L'action 8 du programme 144 consacrée aux relations internationales et à la diplomatie de défense, dont la gestion relève de la DGRIS, est dotée de 44,2 millions d'euros en AE et en CP, soit une augmentation de 7,6 %. Ces crédits permettront d'abord de financer la contribution versée au gouvernement de la République de Djibouti au titre de l'implantation des forces françaises. Dans le cadre de l'actuel traité de coopération militaire avec Djibouti, la France s'est engagée à verser une redevance. Le programme 144 participe également au fonds de soutien à la modernisation des forces armées djiboutiennes, acté par la signature en 2021 d'une déclaration d'intention entre les présidents français et djiboutien.

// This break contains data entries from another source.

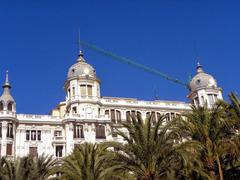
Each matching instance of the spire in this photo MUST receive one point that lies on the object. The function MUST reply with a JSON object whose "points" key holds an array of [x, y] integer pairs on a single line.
{"points": [[80, 53], [199, 68], [6, 84]]}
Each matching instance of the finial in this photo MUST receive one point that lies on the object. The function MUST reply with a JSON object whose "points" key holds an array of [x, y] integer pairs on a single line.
{"points": [[79, 44], [6, 83], [199, 68]]}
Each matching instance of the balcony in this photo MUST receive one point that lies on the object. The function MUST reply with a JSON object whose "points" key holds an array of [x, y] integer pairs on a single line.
{"points": [[7, 114], [59, 140]]}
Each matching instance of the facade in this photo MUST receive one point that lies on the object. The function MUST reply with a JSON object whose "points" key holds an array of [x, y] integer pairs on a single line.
{"points": [[86, 116]]}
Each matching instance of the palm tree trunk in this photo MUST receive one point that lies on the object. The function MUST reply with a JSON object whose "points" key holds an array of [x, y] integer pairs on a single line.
{"points": [[219, 168], [211, 167]]}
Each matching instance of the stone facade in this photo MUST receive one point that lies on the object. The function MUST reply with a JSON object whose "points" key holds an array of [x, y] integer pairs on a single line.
{"points": [[85, 115]]}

Le deuxième pilier de ce budget concerne la contribution française au budget de fonctionnement de l'Agence européenne de défense (AED), dont la France est le deuxième contributeur (17 %) derrière l'Allemagne. L'année 2023 sera marquée par le renforcement du rôle de l'AED en matière de soutien à l'innovation de défense à la suite de la création en mai 2022 d'un hub dédié qui constituait l'un des livrables de la boussole stratégique et de la présidence française de l'Union européenne.

L'action 8 couvre en outre les actions de coopération bilatérale et multilatérale entreprises dans le cadre du partenariat mondial contre la prolifération des armes de destruction massive (PMG7). Elle porte enfin sur les dépenses liées au soutien de notre réseau diplomatique de défense, qui est constitué de quatre-vingt-onze missions de défense et de trois représentations militaires auprès de l'Otan, de l'Union européenne (UE) et de l'ONU. Ce réseau, le troisième au monde, est une ressource essentielle dans le contexte stratégique que nous connaissons. Il est appelé à évoluer et à se renforcer. Notre réseau de postes permanents à l'étranger (PPE) concerne 1 480 postes d'officiers, de sous-officiers et de civils présents dans les organisations internationales. Des PPE sont également présents dans des think tanks étrangers, comme l'Atlantic Council à Washington, mais aussi au Sénégal, dans l'Indo-Pacifique ou en Europe de l'Est.

Les évolutions de ce réseau sont le fruit d'un travail d'étroite concertation avec l'état-major des armées et la DGA. Le pilotage de ce réseau est essentiel dans les missions de la DGRIS, dont je rappelle ici les deux grands axes : d'une part, la stratégie, en nous focalisant sur la production de documents stratégiques, qui doivent être actualisés en permanence en nous détachant de l'urgence, pour adopter un regard adapté au temps long ; et d'autre part, le pilotage au quotidien du réseau et des relations internationales de défense, dans le cadre des dialogues stratégiques que nous menons.

Une dernière mission porte sur l'influence. Nous travaillons ici sous l'égide du ministère de l'Europe et des affaires étrangères, qui a la responsabilité principale de la définition de notre stratégie d'influence.